Apparently, the world’s most sophisticated information collecting and sorting organization doesn’t have the technological wherewithal to search within its employees emails.
Well, at least, that’s what Freedom of Information Act officer Cindy Blacker said. She is one of many agents in the NSA responsible to make sure that non-classified information is readily available to American taxpayers.
But, in response to a harmless inquiry about employee emails concerning a positive National Geographic story on the NSA, information was far less than free and forthcoming.
According to Blacker, “There’s no central method to search an email at this time with the way our records are set up, unfortunately.”
Right. I’m just not buying it. It would be funny if it weren’t so frustrating. The NSA has just been under intense scrutiny for its over-reaching intrusions into American privacy. If we are to believe the characterization of the NSA’s chief, they want to “collect it all.” If you’re gonna go all Pokemon on the citizens’ private information, you better have servers large enough to store all that data, and some very powerful algorithms to sort it. That you wouldn’t also have similar capacities to search the internal emails of employees actually beggars belief. I guess it is possible. But this smells like foul play. Is the NSA lying? Or have they intentionally under-funded their public records office? I’m not sure.
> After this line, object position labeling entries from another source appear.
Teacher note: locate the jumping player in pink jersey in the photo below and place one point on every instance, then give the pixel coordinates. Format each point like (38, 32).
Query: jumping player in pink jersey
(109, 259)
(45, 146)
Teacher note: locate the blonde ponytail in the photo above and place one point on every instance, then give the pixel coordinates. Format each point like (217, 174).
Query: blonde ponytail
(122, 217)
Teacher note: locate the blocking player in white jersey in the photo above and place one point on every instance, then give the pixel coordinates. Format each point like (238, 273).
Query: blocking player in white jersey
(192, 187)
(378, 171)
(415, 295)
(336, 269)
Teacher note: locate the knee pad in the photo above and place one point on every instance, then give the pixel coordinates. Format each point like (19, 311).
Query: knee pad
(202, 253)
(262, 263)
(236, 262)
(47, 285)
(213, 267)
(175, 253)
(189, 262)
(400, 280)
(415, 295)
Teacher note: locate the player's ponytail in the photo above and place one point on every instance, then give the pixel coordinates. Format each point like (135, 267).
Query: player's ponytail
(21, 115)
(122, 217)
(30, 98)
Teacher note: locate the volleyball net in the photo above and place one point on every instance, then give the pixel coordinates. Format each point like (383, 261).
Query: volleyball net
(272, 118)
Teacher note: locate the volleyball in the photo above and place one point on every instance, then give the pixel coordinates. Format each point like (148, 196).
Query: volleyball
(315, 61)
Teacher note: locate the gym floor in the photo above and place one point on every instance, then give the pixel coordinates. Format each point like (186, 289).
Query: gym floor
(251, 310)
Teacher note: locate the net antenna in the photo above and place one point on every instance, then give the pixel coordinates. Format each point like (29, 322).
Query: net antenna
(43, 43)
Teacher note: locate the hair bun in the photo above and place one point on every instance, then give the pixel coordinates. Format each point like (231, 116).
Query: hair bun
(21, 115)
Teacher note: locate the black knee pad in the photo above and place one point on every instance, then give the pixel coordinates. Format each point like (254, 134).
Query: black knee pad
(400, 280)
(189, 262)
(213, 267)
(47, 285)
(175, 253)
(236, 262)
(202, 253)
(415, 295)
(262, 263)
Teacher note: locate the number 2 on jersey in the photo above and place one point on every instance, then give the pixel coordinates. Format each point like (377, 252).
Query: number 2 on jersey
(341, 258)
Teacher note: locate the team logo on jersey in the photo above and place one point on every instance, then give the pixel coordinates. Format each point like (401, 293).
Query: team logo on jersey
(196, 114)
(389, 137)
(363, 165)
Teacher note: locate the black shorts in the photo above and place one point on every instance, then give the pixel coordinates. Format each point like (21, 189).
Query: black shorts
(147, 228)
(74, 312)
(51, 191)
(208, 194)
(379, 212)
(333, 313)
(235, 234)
One thing’s for sure: after the Snowden debacle, now is not the time for the NSA to be neglecting its public image. Transparency, honesty, and full disclosure would go a long way in repairing that image. Denying very harmless requests for public information even because of a purported technological obsolescence seems fishy at best. But that is what we’ve come to expect from an organization that views every American citizen as a potential enemy of the state, and every harmless inquiry as a possible cyber-threat.